Inszenierungen von Stars wie Greta Garbo, Marilyn Monroe, Marlene Dietrich, Gloria Swanson, oder Brigitte Bardot bei den Frauen, Glark Gable, Gary Grant, Gary Cooper, Humphrey Bogart oder Robert Mitchum bei den Männern, haben sich heutzutage zu Gunsten eines Hypes von mittelmäßigen Schauspielern verschoben, denen allesamt die Anmut, Grazie, aber auch die Aufopferung für das Filmgeschäft fehlt. Ihnen geht es vornehmlich darum als Starlets ohne große Mühen die Höhen des Erfolgs und Ruhmes möglichst schnell erklimmen zu wollen.
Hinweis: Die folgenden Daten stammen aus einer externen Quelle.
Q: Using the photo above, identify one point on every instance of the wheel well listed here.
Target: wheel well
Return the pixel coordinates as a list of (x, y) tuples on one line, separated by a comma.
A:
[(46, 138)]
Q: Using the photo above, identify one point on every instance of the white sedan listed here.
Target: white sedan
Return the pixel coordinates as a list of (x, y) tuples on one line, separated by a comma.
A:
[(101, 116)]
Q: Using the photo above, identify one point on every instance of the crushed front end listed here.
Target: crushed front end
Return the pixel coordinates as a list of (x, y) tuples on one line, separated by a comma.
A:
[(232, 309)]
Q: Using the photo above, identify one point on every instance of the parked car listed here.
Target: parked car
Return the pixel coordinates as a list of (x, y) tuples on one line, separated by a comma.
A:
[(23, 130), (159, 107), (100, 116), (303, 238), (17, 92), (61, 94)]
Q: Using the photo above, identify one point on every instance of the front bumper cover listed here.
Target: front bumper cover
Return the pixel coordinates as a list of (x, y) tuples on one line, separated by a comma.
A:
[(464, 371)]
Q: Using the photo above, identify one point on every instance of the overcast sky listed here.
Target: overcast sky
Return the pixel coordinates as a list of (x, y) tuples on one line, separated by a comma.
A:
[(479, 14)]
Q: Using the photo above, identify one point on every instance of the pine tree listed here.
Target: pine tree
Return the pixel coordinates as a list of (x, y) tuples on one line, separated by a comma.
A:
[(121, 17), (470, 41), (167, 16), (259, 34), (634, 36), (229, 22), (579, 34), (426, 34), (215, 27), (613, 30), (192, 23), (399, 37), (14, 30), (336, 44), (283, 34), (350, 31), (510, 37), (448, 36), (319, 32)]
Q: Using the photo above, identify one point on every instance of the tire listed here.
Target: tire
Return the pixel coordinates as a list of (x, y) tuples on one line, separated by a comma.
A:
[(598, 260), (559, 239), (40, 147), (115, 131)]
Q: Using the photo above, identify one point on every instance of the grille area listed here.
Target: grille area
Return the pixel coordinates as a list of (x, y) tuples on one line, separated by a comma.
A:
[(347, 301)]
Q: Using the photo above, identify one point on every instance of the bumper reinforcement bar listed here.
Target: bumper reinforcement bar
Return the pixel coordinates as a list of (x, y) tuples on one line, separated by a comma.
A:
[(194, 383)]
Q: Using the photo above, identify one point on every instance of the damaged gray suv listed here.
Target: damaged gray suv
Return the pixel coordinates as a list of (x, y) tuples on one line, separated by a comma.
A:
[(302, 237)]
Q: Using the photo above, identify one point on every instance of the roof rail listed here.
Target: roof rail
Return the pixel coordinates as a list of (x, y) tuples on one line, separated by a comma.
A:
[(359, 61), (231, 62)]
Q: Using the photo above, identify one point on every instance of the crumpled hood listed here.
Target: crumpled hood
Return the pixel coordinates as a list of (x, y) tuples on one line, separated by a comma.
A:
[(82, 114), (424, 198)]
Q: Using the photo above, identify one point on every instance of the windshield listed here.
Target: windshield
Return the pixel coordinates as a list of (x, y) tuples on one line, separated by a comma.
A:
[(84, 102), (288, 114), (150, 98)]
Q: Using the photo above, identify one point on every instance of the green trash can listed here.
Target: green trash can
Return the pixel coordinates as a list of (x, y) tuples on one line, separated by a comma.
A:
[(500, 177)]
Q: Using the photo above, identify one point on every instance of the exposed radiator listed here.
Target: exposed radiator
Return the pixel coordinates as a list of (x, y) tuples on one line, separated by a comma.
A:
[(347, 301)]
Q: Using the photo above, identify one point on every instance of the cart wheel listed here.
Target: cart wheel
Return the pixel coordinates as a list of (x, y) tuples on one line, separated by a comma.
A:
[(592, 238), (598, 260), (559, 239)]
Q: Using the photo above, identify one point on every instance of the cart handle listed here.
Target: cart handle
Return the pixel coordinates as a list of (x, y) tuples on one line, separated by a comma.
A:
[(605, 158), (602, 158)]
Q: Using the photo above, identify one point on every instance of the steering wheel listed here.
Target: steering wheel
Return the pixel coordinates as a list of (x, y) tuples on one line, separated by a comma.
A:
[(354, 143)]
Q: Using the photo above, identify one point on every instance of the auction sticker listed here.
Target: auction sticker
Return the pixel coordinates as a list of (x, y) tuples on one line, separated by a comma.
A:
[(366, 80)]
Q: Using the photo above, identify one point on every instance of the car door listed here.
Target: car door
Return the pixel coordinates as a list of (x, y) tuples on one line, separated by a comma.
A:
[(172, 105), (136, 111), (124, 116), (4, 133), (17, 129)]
Es war in den Jahren um 1910 als jüdische Einwanderer aus Osteuropa nach Hollywood kamen, um dort ihren eigenen, individuellen Traum zu realisieren, und an der Erfindung des amerikanischen Traumes zu basteln, und diesen mitzugestalten. 1915 gründete Carl Laemmle die Universal Studios, die eine der größten, amerikanischen Filmproduktionsstätten werden sollten. Adolf Zukor, ein geschäftstüchtiger Pelzhändler aus New York, gründete 1913 die Paramount Pictures, und die Brüder und Antipoden Jack und Harry Warner schufen mit der Firma Warner Brothers eine der größten Filmindustrien Hollywoods. Sie waren allesamt jüdischer Herkunft, was ihren Ehrgeiz insofern noch mehr anfeuerte, als sie sich durchaus bewusst waren, dass sie in einem religiösen und puritanisch geprägten Amerika eine Minderheit darstellten. Eine Minderheit, die sich beständig den subtilen Anfeindungen konservativer Kräfte ausgesetzt sah. In D.W. Griffith´s Film Birth of a Nation (1915) in dem der Regisseur ein Gesellschaftsbild entwirft, das unter anderem eine Glorifizierung des Ku-Klux-Klan vorsieht, kommen die Juden ebenso wenig gut weg wie in andern Filmen. Es ist bezeichnend, dass in vielen Filmen zu jener Zeit Minderheiten immer verzerrt, veralbert oder als Ulk-Figuren dargestellt wurden, und insbesondere Juden ist schon früh ein übertriebener Hang zum Merkantilen unterstellt worden.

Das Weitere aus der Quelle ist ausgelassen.